L’extrême droite règne mais ne gouverne pas

Le trafiquant d’influence Darmanin-démission, par ailleurs ministre de l’intérieur, se flatte de ne pas avoir fait voter sa loi contre les personnes migrantes avec les voix de l’extrême droite. Cela m’évoque la situation suédoise à l'issue des élections de 2022. L’extrême droite suédoise, un parti d’origine néo-nazie bien nommé Démocrates de Suède (SD), est le deuxième plus gros groupe parlementaire (73 sièges) derrière celui du parti social-démocrate (107 sièges). Mais c’est le dirigeant d’un parti de droite ayant obtenu 68 sièges, Ulf Kristersson, qui dirige le gouvernement dans lequel sont entrés d’autres partis de droite ayant fait des scores de respectivement 5,34 et 4,61 %. À eux trois, ceux-ci ont réuni 30 % des voix et donc des sièges. Le gouvernement Kristersson est élu par 176 voix contre 173 grâce à un accord programmatique avec le SD. Celui-ci fait en outre partie d’un cabinet informel qui réunit les quatre partis et prépare les budgets endossés par la coalition de trois partis. Officiellement, l’extrême droite ne gouverne pas en Suède, elle se contente de régner.
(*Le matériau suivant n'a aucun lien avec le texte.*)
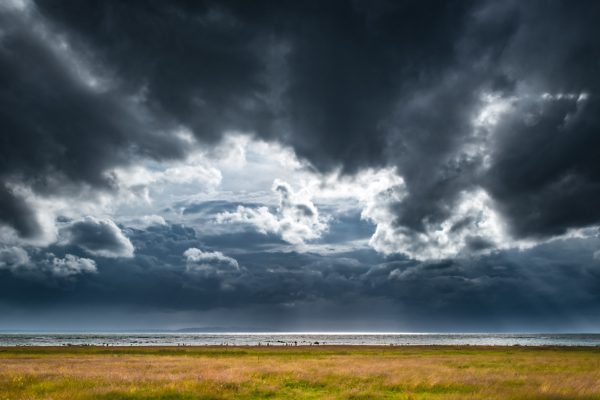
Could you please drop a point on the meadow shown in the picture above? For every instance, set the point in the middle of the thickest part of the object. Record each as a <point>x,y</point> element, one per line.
<point>317,372</point>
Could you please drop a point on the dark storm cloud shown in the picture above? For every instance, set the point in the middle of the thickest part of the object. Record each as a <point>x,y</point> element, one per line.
<point>101,237</point>
<point>542,287</point>
<point>347,84</point>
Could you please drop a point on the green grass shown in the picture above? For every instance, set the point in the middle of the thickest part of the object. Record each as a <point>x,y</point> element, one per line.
<point>326,372</point>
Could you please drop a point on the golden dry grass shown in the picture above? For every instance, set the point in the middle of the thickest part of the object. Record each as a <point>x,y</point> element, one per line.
<point>300,373</point>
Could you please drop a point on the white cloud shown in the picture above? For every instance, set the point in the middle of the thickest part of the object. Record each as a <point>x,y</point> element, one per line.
<point>18,262</point>
<point>98,236</point>
<point>296,219</point>
<point>69,266</point>
<point>205,261</point>
<point>13,257</point>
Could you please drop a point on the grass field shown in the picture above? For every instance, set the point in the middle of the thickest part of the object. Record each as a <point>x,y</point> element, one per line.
<point>299,373</point>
Au programme du quatuor figurent la mise du ministère de l’environnement sous tutelle de celui de l’industrie, la relance de l’industrie nucléaire et la hausse programmée des émissions de gaz à effet de serre. Les quotas migratoires, l’asile politique et l’aide au développement seront fortement réduites et les lois sécuritaires durcies (fouille policière autorisée en l’absence de suspicion, renforcement des peines et anonymat des dénonciations). Tout un programme qui reprend les marottes que les fascistes ont imposées dans le débat public, ainsi que d’autres en matière d’économie propres aux tenants du néolibéralisme. Ironie de l’histoire, un an après, la Suède est en récession.

Darmanin-démission, désavoué dans un premier temps sur sa droite par le RN, n’a pas eu besoin des voix lepénistes pour faire voter sa loi. Pas plus que Kristersson n’a eu besoin d’inclure l’extrême droite dans sa coalition.

Sur le fond, on ne peut qu’être accablée par une loi nourrie des paniques fascistes quand par ailleurs l’économie des migrations et la démographie ont établi des savoirs qui font voler en éclats tous les clichés sur lesquelles elles reposent (je pense notamment à l’excellent François Héran, titulaire d’une chaire consacrée aux migrations au Collège de France). Les migrant·es sont considéré·es par le violeur Darmanin comme des parasites et des criminels en puissance. Les criminels, c’est plutôt ce gouvernement populiste et illibéral qui refuse de soigner les migrant·es et les empêche de travailler pour vivre, à rebours de l’intérêt collectif tel qu’il est largement documenté par la recherche en sciences sociales. Il persiste dans son inhumanité en descendant une marche de plus car il est mal élu et a besoin de s’assurer que les députés fascistes ne voteront pas contre ses propositions de loi. Misère du néolibéralisme autoritaire, qui a besoin de déchirer le corps social, d’inventer des ennemis intérieurs et de s’attaquer aux plus vulnérables pour faire oublier sa politique économique toujours en faveur des plus riches.